There is an interesting feedback loop between real estate research and tools and the business itself. Many of the traditional classification systems wind up with the biggest, most stable markets on top, while the new two-dimensional matrix, by avoiding the single-purpose straightforwardness of numeric ranking systems, allow investors to hone in on whatever cities strike their fancy. And indeed, interest in smaller, less stable markets has been rising for some time. In terms of 2020 single family residential price growth, none of those big stable markets are in the top 25. Instead, cities include less familiar names. The top three spell it out clearly: Boise, ID; McAllen-Edinburg-Mission, TX; and Tucson, AZ. On the commercial side, CBRE foresees activity in secondary and tertiary markets continuing, explaining that “although appetite for risk generally is decreasing at this late stage in the cycle, some investors continue to look for higher yields given the low cost of capital.”
That kind of investment activity, focusing on smaller markets, is more possible now than ever before. The internet and the plethora of tools that it has brought to bear means investors anywhere, even in the downtown hearts of the biggest, most stable markets, have an unrivalled opportunity to place capital sourced from across the globe into markets that might have been impenetrable even two decades ago. Changing investor tastes and tolerances dovetail with this growing capability, meaning many now have the inclination and opportunity to go where the deals are, wherever that may be. Advances in the research and understanding the underpinnings of the real estate world, like this NAIOP report, are both a result of and a benefit to this wave of investor interest. And so the cycle continues.
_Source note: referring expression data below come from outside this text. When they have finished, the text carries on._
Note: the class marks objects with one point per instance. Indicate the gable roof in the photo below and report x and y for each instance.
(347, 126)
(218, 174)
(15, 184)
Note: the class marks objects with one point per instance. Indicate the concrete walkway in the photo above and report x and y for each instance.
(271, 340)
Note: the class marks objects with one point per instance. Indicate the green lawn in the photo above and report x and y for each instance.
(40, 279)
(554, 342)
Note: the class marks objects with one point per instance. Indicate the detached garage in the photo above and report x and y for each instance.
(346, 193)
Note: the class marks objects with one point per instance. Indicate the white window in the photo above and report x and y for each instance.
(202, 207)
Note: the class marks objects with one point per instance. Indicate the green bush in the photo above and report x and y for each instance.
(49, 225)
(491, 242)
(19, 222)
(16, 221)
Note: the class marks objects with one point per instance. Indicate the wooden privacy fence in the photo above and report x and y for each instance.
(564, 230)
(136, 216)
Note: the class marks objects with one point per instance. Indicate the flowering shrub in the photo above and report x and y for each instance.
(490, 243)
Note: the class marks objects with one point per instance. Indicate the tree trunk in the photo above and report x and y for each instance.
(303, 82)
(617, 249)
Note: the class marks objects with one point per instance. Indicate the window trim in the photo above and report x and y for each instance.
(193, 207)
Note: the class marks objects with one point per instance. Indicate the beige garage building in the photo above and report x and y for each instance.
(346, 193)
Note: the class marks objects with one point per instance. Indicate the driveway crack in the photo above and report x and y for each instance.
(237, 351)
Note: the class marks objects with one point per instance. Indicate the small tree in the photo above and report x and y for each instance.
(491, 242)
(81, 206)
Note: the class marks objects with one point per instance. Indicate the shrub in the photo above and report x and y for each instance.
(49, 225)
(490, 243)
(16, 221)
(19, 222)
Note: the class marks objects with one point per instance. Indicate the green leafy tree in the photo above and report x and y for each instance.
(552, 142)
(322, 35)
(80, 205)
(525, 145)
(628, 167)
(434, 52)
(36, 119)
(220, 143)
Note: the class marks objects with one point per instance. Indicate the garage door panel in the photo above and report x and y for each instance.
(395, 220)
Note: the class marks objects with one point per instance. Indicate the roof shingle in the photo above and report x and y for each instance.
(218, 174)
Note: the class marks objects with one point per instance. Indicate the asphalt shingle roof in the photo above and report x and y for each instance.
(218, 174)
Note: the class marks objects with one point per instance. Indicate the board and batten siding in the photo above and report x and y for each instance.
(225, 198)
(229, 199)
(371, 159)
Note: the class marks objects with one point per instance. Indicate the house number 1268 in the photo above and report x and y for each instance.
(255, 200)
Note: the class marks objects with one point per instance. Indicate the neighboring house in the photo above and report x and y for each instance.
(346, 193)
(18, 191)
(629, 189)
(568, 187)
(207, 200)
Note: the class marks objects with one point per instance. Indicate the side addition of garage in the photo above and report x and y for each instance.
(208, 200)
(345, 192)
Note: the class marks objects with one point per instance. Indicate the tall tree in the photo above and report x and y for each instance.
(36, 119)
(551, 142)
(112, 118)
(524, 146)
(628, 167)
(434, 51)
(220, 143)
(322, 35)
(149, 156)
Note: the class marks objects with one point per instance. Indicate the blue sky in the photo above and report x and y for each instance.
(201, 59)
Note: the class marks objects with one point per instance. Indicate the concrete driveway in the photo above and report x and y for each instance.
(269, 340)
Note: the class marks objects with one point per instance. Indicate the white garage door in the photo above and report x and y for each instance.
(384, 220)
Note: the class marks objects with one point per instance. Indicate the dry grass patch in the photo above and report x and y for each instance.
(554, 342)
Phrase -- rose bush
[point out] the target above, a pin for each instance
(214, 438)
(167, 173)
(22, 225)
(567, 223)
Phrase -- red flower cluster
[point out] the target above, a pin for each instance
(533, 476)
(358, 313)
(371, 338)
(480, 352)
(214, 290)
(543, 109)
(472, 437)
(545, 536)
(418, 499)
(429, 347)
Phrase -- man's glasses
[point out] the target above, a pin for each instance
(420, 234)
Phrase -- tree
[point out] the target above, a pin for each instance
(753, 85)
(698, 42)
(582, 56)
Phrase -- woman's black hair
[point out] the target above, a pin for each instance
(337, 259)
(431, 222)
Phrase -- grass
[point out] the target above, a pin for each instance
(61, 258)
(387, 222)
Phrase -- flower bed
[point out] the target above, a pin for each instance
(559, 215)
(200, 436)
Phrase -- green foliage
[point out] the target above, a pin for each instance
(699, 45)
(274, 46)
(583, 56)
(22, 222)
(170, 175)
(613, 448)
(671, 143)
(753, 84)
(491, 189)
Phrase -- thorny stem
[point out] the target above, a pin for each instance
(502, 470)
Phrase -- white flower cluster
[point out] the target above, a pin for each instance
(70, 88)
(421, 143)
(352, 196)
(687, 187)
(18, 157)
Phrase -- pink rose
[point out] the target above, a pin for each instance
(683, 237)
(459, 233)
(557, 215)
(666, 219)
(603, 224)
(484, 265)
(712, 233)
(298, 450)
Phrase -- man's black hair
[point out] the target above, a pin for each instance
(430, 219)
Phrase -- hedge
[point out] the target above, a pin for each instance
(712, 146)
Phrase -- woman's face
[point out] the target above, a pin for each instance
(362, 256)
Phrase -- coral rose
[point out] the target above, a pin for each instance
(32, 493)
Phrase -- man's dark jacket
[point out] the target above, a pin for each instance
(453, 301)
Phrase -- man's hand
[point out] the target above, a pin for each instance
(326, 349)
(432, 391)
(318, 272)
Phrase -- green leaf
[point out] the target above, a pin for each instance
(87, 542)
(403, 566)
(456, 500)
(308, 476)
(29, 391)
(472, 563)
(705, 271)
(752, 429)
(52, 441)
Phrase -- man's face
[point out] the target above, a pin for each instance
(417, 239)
Opportunistic investors should rejoice because the real estate world is experiencing a veritable renaissance of possibility. It has never been easier for buyers of all types of property to find the right markets, the right submarkets, and the right properties for their individual risk and reward preferences. The two-dimensional matrix approach is a part of that renaissance, and it does so while retaining 100 percent of the usefulness for bigger investors looking for the safest investments, too. We may not quite be at the level of full-on biological binomial nomenclature, but a matrix-based approach brings the world of verus praedium a little closer.